You’ll shed a tear or two—especially if you’re a parent—and they’ll be totally earned.
"India's Daughter" begins with an account an atrocity. On a December evening in 2012, 23-year-old medical student Jyoti Singh was attacked along with her boyfriend while taking a bus home from seeing "Life of Pi" in Dehli, the nation's capital. She was gang raped on the bus and then thrown from it afterward, discarded like a broken doll. Authorities later said that her determination to resist angered her attackers further. A surgeon with twenty years experience who examined Singh afterward said that she "looked like a cow looks after giving birth to a calf," and that "the system by which the human body functions [was] all gone. We did not know which parts to join."
The rape plunged India into chaos and exposed the patriarchal oppression that had shaped relationships between men and women as long as anyone could remember. Rape as punishment, rape as recreation, rape as means of social control, all came under public scrutiny, along with the tendency to excuse or explain the behavior of rapists (and bystanders who did nothing to stop stranger rapes or gang rapes) by transferring shame onto the victims.
Witnesses and experts in this film by producer-director Leslee Udwin talk about the surge of anger that tore through complacency in the days that followed, but the imagery of protests, and police brutality against protesters, is so powerful that the verbal descriptions can't do much more than put an intellectual frame around it. The sight of armored and armed male police officers using barricades and water cannons to prevent women from speaking out about rape says all that needs to be said about whose side the government was really on. It also shoots down the more retrograde statements by some of the male authorities in the film, one of whom likens a woman's virtue to a flower that should be placed in a temple rather than a gutter, by way of explaining why raped women are shunned.

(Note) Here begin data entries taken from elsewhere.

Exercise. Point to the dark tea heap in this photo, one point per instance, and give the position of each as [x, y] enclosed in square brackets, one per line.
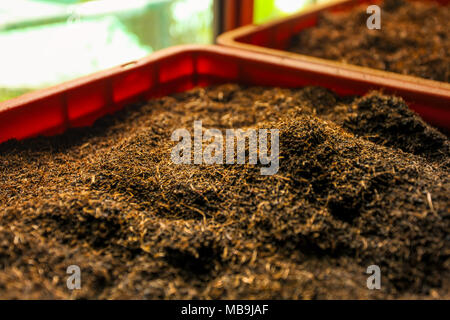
[414, 39]
[362, 181]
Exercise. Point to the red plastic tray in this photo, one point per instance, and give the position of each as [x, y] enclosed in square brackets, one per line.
[80, 102]
[273, 38]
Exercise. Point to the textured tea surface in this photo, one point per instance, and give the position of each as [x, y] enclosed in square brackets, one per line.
[414, 39]
[362, 181]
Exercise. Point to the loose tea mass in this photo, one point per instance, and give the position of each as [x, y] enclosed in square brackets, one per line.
[362, 181]
[413, 39]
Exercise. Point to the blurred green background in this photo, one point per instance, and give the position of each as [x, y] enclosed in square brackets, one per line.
[46, 42]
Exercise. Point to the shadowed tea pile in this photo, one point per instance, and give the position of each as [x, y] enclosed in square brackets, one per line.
[362, 181]
[414, 39]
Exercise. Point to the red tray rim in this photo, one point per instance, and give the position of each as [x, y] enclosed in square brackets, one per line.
[229, 39]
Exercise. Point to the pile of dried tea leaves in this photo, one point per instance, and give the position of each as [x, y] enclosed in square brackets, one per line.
[362, 181]
[414, 39]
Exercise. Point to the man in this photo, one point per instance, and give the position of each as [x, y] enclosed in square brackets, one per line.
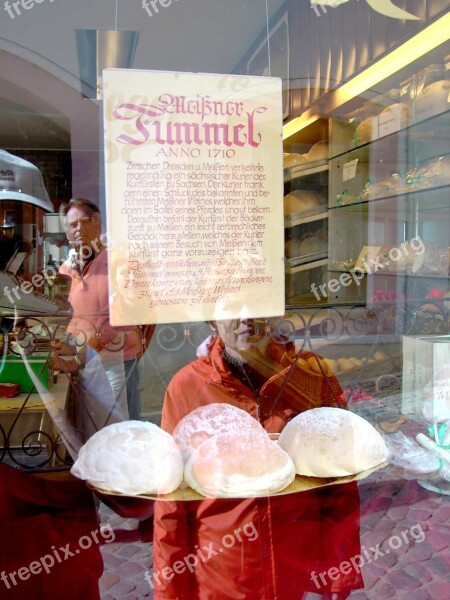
[118, 348]
[297, 536]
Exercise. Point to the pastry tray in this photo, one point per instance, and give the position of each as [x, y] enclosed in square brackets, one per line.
[300, 484]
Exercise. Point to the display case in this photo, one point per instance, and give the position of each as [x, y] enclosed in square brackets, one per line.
[306, 213]
[389, 210]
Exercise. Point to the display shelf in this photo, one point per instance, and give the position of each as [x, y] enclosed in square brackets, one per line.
[304, 170]
[306, 229]
[431, 200]
[296, 219]
[434, 128]
[308, 262]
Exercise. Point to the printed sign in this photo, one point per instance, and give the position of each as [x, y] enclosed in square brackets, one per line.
[194, 193]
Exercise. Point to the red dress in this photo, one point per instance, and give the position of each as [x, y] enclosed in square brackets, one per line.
[258, 548]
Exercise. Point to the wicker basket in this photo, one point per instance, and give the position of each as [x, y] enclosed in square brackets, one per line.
[316, 389]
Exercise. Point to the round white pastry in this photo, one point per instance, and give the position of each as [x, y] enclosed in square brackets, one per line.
[131, 457]
[212, 419]
[239, 464]
[332, 442]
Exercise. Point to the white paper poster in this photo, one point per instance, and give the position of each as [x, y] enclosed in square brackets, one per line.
[194, 193]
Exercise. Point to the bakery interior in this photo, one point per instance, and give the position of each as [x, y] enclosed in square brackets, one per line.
[366, 265]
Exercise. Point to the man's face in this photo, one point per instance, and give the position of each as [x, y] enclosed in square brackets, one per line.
[83, 227]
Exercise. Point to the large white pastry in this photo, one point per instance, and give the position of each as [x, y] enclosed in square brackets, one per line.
[239, 464]
[132, 457]
[210, 420]
[332, 442]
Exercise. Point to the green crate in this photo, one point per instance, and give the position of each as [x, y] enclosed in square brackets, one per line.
[13, 370]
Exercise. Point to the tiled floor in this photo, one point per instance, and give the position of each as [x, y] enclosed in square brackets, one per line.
[400, 569]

"India's Daughter" is a relatively brief film, clocking in at a little over an hour, the bare minimum necessary to be classified as a feature film as opposed to a short. There is nothing remarkable about it in terms of cinematic form, though it's questionable whether more emphasis on the means of storytelling would have enhanced or cheapened the story itself; with such innately powerful material (including interviews with the victim's parents, and two of the rapists) sometimes it's better to simply organize the material in a coherent manner and try to stay out of its way whenever possible. And that's what Udwin has done here, for the most part. Although the film is careful not to sensationalize an already appalling crime further by dwelling too long on physical details, it never seems to be skipping over anything or looking away from anything.
The final section is surprising and remarkable. It refuses to demonize the perpetrators and instead sees them as evidence of a toxic culture of handed-down masculine conditioning, as well as a society that doesn't how to employ or educate many of its poor young men. "India's Daughter" is a sorrowful and angry movie, yet measured. It seems determined to see a bigger picture without letting one victim's story get lost in the canvas.